Another way to get to the next place as quickly as possible? Book a ticket on a commercial airline. Hell, fly first class if you want to. If you fly Singapore, the only dilemma you'll face is whether you want a flute of Krug or Dom before you take off.

It's the best thing I've ever done, owning a jet.

Doesn't it sound like they spliced these last two bits together from a longer statement? Like maybe Federer actually said, "Winning five straight Wimbledon titles is the best thing I've ever done, and it sure as hell beats owning a jet, especially one with a goofy name like NetJets."

So the ad itself is a little goofy and a little too Roger Federer-worshipping. But it's nothing compared to the sheer absurdity of making a commercial for private jets in the first place (much less airing it on national TV on a Sunday afternoon!) Does Rolls-Royce advertise during American Idol? Do you see Harry Winston buying time during the NCAA tournament? The answer is "no," because fewer than 1% of Americans can afford those types of luxuries. There's something to be said for keeping up the brand image, but go place an ad in Cigar Aficionado or somewhere -- ol' Johnny Lunchbox truly doesn't need to know the names of private jet providers.

Just how unaffordable is NetJets? Well, you get the privilege of owning a part of a plane, kind of like a flying timeshare, and it's.... well, it's a lot of money:

NetJets fractional interests start at $416,625 (price based on 2008 deliveries and subject to change) for a 1/16 interest (the equivalent of 50 hours of annual flying time) in a Hawker 400XP. Prices vary depending on the aircraft type you choose. Finance, lease and pre-owned alternatives are also available.

That's half a million dollars, folks. And that's before you add the one-time acquisition cost, monthly management fee, occupied hourly fee and potential fuel surcharges. All that for 50 hours of annual flying time. And you don't even own your own jet! All that money would probably buy you a couple hundred first class tickets, on nice airlines, too. But then again, you'd have to suffer the indignity of sitting in the general vicinity of another person.

Anyway, I'm glad R-Fed likes his private jet. I'm guessing he owns his own outright, since he has $41 million in prize money alone. How many qualified consumers or small businesses, in the middle of a recession, saw these commercials and thought, "Yeah, I do want a private jet. I'm sick of losing my luggage and all of that other crap. I need all my stuff to compete!" Who is this aimed at?

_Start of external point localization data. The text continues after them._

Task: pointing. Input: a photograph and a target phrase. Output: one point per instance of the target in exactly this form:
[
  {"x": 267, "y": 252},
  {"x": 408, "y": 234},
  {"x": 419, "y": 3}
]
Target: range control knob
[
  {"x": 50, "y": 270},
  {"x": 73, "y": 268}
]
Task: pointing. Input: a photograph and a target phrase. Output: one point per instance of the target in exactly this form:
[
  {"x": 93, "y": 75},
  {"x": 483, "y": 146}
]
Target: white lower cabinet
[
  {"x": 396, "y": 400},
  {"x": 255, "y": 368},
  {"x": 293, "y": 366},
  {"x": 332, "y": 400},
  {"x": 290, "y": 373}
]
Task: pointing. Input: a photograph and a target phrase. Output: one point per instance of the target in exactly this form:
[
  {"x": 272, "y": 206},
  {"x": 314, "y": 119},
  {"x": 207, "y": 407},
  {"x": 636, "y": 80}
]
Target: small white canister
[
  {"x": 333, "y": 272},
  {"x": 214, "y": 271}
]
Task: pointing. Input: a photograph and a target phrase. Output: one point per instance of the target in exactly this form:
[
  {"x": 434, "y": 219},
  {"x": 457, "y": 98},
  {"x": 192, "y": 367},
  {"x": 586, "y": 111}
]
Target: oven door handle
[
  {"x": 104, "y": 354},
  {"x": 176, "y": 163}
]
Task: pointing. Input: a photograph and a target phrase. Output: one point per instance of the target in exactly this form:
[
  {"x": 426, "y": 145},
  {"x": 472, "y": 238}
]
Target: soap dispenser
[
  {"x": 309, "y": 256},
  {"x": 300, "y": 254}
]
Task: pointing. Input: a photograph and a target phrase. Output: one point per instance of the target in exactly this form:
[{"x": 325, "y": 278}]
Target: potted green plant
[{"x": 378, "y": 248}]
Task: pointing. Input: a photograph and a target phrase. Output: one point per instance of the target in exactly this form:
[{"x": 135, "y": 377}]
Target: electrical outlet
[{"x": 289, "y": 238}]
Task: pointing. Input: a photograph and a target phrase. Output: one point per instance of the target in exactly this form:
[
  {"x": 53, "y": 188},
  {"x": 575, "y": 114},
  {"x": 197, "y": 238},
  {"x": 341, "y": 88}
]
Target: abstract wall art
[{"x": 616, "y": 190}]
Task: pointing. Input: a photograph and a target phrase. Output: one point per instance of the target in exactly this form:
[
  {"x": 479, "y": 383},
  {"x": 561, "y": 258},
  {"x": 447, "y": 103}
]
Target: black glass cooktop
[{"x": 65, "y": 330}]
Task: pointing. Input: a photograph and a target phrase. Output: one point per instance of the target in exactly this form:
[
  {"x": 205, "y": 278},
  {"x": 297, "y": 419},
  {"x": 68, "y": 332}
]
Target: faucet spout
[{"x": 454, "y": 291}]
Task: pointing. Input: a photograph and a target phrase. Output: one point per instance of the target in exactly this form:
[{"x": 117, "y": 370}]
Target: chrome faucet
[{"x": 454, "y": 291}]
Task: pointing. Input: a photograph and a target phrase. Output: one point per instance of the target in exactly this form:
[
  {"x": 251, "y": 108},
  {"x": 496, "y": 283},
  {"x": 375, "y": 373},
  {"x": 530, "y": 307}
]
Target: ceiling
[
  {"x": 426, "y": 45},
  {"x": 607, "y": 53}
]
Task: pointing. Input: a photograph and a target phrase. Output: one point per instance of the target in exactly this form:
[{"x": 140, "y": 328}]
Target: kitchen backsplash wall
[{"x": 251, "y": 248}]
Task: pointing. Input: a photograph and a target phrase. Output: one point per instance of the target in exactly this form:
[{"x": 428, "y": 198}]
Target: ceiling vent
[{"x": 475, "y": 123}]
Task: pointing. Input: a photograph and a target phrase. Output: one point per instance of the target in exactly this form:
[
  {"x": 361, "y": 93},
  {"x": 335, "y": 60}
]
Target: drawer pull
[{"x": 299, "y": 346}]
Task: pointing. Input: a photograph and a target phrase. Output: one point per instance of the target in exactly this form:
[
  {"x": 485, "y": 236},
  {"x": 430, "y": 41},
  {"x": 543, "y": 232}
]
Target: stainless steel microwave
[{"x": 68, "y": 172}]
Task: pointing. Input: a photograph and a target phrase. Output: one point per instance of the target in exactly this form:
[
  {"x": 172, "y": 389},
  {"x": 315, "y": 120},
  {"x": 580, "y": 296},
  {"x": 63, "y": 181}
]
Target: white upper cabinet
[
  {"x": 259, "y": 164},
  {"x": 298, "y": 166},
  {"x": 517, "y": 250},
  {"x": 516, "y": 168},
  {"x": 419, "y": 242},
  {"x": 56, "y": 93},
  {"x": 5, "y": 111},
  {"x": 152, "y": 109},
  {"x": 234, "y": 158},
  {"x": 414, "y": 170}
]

Any of, like, a couple hundred people in the entire country? It's a pretty niche message, and one that I'm guessing we won't see again on TV anytime soon.

1 comment:

Windier E. Megatons said...

It's almost like that ad was aimed just at other millionaire tennis players. Maybe they could have saved the money they spent purchasing the ad and just sat Nadal down in front of a VCR. "Hey, Rafa - maybe now that you're Wimbledon champ you want to travel in style? Eh?"